The main requests and critical feedback raised by reviewers include running our results on more models (the original GPT-4 model), conducting prompt sensitivity analysis, addressing potential future extensions, and explaining the varied settings we tested on. Our rebuttal addresses these concerns comprehensively: (1) As requested by Reviewer 2, we tested the performance with the original GPT-4 (0613) and report that it does not surpass GPT-4-Turbo and GPT-4o (see rebuttal PDF) or change the results of our study. We have provided new graphical analyses demonstrating the stability of performance and consistency across the different scenarios, and will conduct a paraphrasing test to ensure prompt robustness. Following the suggestion of Reviewer 1, we have compared human performance with LLM performance on the GovSim task. (2) As discussed in the individual replies, we will include in the camera ready (with the additional page allowed) a richer discussion of the scalability and adaptability of GovSim: including more complex, real-world variables and human-AI interaction tests. (3) We also used reviewer feedback to better reference some results and data analyses from the Appendix that can help answer some of the outstanding questions (e.g., variations in our tests, subskill analysis, and dialog analysis to explain different model behaviors).
We believe our manuscript presents a contribution to the field of AI safety and cooperative multi-agent systems by introducing the GovSim platform, which bridges the development of LLM-agents with classic social science theories and offers extensive evaluations across state-of-the-art models. Our simulators are easy to use and open source and we expect that researchers will continue to test LLM performance on our platform.
Thanks everyone for their hard work on the papers, reviews, and rebuttals. We now have a comprehensive rebuttal from the authors which responds both overall and to each review.

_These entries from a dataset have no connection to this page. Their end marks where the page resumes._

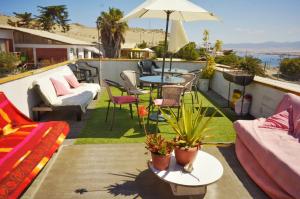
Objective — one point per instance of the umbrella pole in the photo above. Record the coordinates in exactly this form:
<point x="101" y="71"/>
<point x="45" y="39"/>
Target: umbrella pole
<point x="168" y="12"/>
<point x="171" y="62"/>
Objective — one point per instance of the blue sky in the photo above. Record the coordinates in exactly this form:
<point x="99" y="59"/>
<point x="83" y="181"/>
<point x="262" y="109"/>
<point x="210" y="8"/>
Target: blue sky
<point x="242" y="20"/>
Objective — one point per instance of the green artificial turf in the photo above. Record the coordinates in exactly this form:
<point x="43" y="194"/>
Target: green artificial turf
<point x="126" y="130"/>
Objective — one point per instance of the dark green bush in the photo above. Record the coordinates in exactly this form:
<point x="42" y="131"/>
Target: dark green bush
<point x="290" y="66"/>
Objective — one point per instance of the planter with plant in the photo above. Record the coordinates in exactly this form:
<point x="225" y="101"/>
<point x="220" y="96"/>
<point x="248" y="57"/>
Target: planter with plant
<point x="191" y="129"/>
<point x="207" y="73"/>
<point x="159" y="147"/>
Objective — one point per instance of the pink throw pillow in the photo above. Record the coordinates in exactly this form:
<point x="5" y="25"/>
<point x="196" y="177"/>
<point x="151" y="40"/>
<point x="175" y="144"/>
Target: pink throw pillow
<point x="72" y="80"/>
<point x="60" y="88"/>
<point x="277" y="121"/>
<point x="296" y="119"/>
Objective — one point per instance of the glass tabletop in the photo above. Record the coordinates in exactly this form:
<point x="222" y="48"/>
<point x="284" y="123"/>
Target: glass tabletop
<point x="172" y="71"/>
<point x="158" y="80"/>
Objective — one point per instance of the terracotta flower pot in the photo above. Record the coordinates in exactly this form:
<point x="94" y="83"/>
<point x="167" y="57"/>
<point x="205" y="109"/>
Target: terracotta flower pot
<point x="160" y="162"/>
<point x="184" y="156"/>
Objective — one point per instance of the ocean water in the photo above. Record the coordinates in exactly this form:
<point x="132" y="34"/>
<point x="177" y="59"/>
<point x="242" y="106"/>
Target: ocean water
<point x="271" y="60"/>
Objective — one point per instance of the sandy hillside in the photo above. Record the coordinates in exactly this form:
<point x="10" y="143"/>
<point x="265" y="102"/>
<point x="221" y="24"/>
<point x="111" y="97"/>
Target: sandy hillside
<point x="132" y="36"/>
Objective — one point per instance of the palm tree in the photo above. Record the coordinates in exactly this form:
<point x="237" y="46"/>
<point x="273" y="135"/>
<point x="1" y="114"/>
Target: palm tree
<point x="24" y="20"/>
<point x="53" y="15"/>
<point x="206" y="39"/>
<point x="112" y="31"/>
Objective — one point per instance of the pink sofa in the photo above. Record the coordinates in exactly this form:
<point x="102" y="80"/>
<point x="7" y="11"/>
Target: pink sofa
<point x="271" y="155"/>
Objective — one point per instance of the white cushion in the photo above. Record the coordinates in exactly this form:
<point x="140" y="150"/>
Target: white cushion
<point x="94" y="88"/>
<point x="47" y="89"/>
<point x="81" y="96"/>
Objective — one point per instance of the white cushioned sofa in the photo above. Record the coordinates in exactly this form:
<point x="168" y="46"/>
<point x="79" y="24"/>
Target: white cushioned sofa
<point x="76" y="101"/>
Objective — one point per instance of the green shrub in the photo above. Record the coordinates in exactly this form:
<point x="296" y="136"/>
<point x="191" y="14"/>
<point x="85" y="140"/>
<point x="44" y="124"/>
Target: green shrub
<point x="188" y="52"/>
<point x="8" y="62"/>
<point x="290" y="66"/>
<point x="159" y="49"/>
<point x="230" y="60"/>
<point x="209" y="70"/>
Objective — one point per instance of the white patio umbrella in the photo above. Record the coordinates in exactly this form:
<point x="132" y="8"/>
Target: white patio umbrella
<point x="183" y="10"/>
<point x="178" y="38"/>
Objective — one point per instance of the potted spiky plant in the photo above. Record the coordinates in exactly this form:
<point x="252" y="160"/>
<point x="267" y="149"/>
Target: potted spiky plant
<point x="159" y="147"/>
<point x="191" y="129"/>
<point x="160" y="151"/>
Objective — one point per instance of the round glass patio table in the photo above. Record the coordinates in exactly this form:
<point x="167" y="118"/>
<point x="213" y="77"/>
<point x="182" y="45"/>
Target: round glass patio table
<point x="157" y="80"/>
<point x="207" y="170"/>
<point x="172" y="71"/>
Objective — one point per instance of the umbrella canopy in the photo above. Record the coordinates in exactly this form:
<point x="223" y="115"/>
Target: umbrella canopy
<point x="178" y="37"/>
<point x="183" y="10"/>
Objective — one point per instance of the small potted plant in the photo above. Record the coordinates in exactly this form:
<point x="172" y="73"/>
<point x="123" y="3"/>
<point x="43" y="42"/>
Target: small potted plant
<point x="160" y="151"/>
<point x="191" y="130"/>
<point x="207" y="73"/>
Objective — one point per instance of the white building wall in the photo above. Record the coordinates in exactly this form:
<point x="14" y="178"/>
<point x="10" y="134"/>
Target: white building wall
<point x="265" y="98"/>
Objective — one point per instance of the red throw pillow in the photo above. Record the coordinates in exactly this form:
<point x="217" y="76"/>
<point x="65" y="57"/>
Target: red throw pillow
<point x="72" y="80"/>
<point x="60" y="88"/>
<point x="277" y="121"/>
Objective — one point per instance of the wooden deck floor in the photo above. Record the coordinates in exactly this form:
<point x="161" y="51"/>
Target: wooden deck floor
<point x="120" y="171"/>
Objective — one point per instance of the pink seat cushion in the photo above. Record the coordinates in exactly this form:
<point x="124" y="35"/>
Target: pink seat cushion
<point x="72" y="80"/>
<point x="124" y="99"/>
<point x="60" y="88"/>
<point x="296" y="119"/>
<point x="166" y="102"/>
<point x="278" y="121"/>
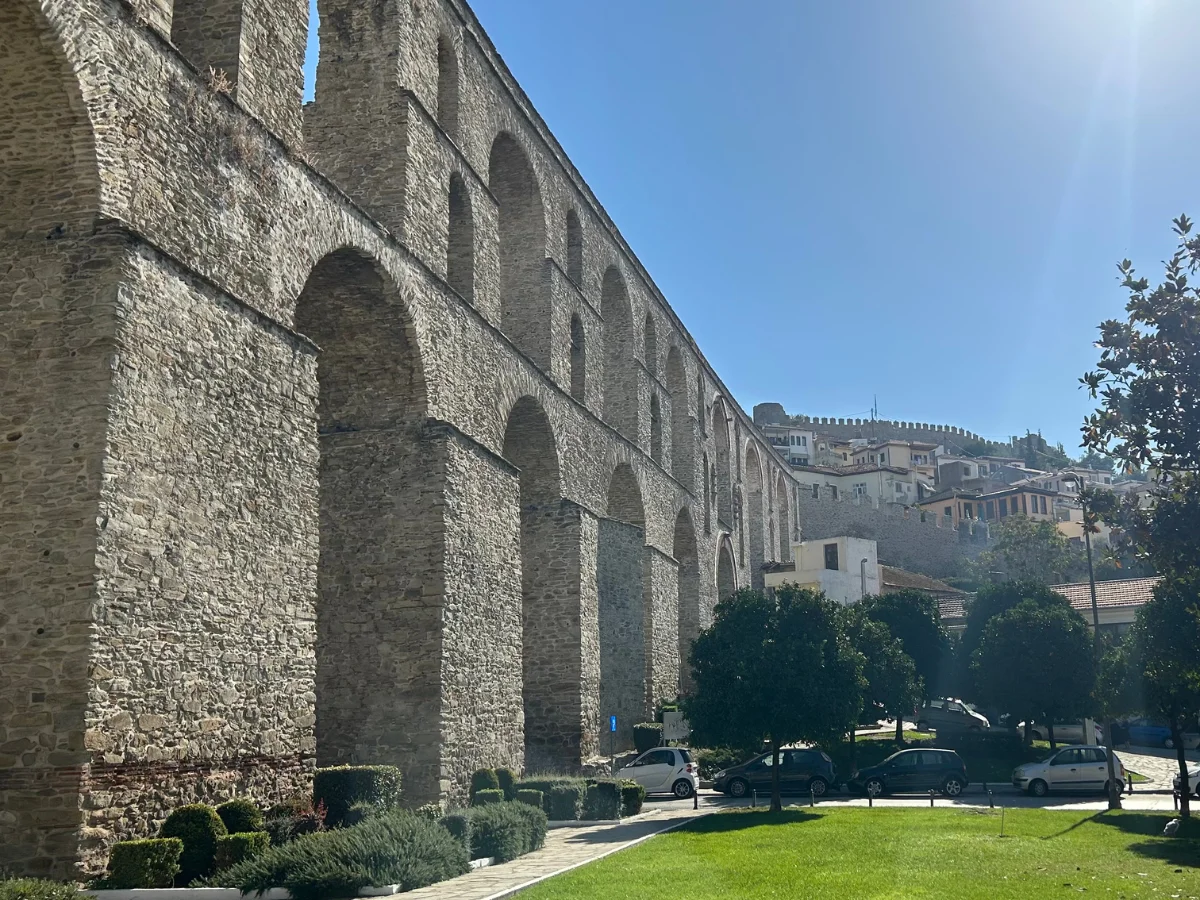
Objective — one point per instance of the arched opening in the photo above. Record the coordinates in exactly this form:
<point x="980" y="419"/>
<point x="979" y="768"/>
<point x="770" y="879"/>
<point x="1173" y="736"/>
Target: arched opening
<point x="58" y="291"/>
<point x="448" y="88"/>
<point x="784" y="516"/>
<point x="652" y="345"/>
<point x="726" y="574"/>
<point x="551" y="720"/>
<point x="687" y="556"/>
<point x="619" y="383"/>
<point x="755" y="520"/>
<point x="655" y="430"/>
<point x="461" y="245"/>
<point x="525" y="303"/>
<point x="682" y="438"/>
<point x="574" y="249"/>
<point x="621" y="581"/>
<point x="723" y="484"/>
<point x="377" y="696"/>
<point x="579" y="360"/>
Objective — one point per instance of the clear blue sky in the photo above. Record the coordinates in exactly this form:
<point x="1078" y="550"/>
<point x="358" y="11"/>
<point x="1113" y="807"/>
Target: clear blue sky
<point x="922" y="199"/>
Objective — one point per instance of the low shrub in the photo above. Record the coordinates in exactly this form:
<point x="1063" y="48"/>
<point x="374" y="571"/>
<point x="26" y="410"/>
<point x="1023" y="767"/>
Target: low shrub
<point x="633" y="796"/>
<point x="508" y="781"/>
<point x="603" y="801"/>
<point x="36" y="889"/>
<point x="505" y="831"/>
<point x="484" y="780"/>
<point x="197" y="826"/>
<point x="459" y="825"/>
<point x="233" y="849"/>
<point x="151" y="863"/>
<point x="567" y="801"/>
<point x="240" y="816"/>
<point x="491" y="795"/>
<point x="647" y="736"/>
<point x="529" y="797"/>
<point x="395" y="847"/>
<point x="343" y="786"/>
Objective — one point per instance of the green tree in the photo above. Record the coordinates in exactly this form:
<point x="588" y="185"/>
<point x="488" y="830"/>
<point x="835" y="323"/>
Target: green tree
<point x="1167" y="637"/>
<point x="1036" y="661"/>
<point x="892" y="682"/>
<point x="774" y="670"/>
<point x="913" y="619"/>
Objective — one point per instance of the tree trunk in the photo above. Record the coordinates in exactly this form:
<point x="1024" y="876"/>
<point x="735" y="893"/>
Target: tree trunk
<point x="777" y="804"/>
<point x="1182" y="757"/>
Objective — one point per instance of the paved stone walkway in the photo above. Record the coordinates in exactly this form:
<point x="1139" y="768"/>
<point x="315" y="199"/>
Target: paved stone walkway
<point x="565" y="849"/>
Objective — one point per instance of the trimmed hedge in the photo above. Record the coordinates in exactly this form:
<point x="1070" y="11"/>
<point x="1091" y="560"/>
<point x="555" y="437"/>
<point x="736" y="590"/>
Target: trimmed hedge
<point x="533" y="798"/>
<point x="240" y="816"/>
<point x="151" y="863"/>
<point x="343" y="786"/>
<point x="508" y="781"/>
<point x="395" y="847"/>
<point x="233" y="849"/>
<point x="491" y="795"/>
<point x="633" y="796"/>
<point x="197" y="826"/>
<point x="507" y="831"/>
<point x="36" y="889"/>
<point x="484" y="780"/>
<point x="647" y="736"/>
<point x="567" y="801"/>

I'd please ask the reviewers to please post a comment acknowledging that they have read the response and ask any followup questions (if any).
This period is to be a discussion between authors and reviewers (Aug 7 - Aug 13) so please do engage now, early in the window, so there is time for a back and forth.
Thanks!
After review/discussion/rebuttal which involved the authors and all reviewers we have come to the general consensus that this paper is acceptable for NeurIPS.
The reviewers all agreed that the paper is well written and presented, studies an important problem (resource sharing) and contains comprehensive experiments on LLMs. However, all reviewers also agreed that there may be limited scope for generalization and in some ways the considered scenarios are somewhat limited. We urge the authors to expand on these areas for the final and/or future versions. However, the weaknesses are outweighed by the positives on this paper and it contains a solid and comprehensive analysis of LLMs in an interesting domain.